Analysis items and key endpoints
Histopathological analysis
HE staining (relative dermal thickness, relative adipose layer thickness)
Masson Trichrome staining (relative fibrosis area, Ashcroft score)
Alpha SMA staining
Biochemistry analysis
Sircol Collagen Assay (skin collagen content)
Hydroxyproline content
Other parameters
Body weight
Nintedanib as reference control compound
Nintedanib is an inhibitor of tyrosine kinases, which showed vascular remodeling and antifibrotic, anti-inflammatory effects. The compound demonstrated improving effects in the SSc-ILD model and showed a tendency to improve relative dermal thickness, skin fibrosis as well as lung fibrosis.
Nintedanib has been approved by the FDA for the treatment of interstitial pulmonary fibrosis, but is also used for the treatment of patients with Systemic Sclerosis without interstitial lung disease. For more information, please also check out our Bleomycin-induced skin fibrosis model (SSc w/o ILD).

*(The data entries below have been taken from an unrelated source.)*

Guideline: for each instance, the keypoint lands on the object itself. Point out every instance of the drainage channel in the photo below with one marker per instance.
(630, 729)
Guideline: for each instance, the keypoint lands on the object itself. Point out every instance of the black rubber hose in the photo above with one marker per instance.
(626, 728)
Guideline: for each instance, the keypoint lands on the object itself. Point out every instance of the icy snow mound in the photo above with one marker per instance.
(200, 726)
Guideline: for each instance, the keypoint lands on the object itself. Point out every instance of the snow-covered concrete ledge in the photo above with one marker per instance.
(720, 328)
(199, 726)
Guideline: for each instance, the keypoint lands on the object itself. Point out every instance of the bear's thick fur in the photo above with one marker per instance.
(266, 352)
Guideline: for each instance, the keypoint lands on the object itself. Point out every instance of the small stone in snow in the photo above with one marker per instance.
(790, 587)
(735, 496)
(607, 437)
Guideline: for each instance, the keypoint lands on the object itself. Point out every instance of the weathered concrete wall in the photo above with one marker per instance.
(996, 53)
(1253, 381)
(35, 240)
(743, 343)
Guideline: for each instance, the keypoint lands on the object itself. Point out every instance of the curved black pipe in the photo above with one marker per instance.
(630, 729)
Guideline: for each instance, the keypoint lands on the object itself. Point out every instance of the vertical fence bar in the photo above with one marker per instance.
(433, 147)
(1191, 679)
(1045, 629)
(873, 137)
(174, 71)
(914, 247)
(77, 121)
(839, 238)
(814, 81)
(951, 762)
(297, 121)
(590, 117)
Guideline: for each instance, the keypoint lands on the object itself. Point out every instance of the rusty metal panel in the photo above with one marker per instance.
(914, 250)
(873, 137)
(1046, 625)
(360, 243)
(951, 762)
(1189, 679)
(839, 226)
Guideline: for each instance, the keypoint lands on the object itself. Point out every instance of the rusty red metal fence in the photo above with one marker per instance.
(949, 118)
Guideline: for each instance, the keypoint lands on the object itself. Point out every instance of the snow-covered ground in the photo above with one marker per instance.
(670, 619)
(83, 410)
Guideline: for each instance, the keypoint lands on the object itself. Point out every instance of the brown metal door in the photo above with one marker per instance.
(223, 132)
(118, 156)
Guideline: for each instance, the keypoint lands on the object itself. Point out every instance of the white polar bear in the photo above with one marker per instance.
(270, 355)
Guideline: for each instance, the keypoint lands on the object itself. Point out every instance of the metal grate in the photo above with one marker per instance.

ALK5 inhibitor as reference control compound
ALK5 inhibitor II is a cell permeable, potent, selective and ATP-competitive inhibitor of TGF-β RI kinase. The compound showed significant improving effects in skin fibrosis and an improving trend in the Ashcroft score.
Tofacitinib citrate as reference control compound
Tofacitinib citrate is a Janus kinase (JAK) inhibitor. It blocks the activity of Janus kinase enzymes, which are involved in inflammatory pathways. The compound shows significantly improving effects in skin collagen content, relative dermal thickness, relative fibrosis are and an improving trend in the Ashcroft score.
Nintedanib, ALK5 inhibitor and Tofacitinib citrate have been validated in our SSc-ILD model and either of them can be used as reference drug in your study to compare the pharmacological efficacy with your drug candidate’s.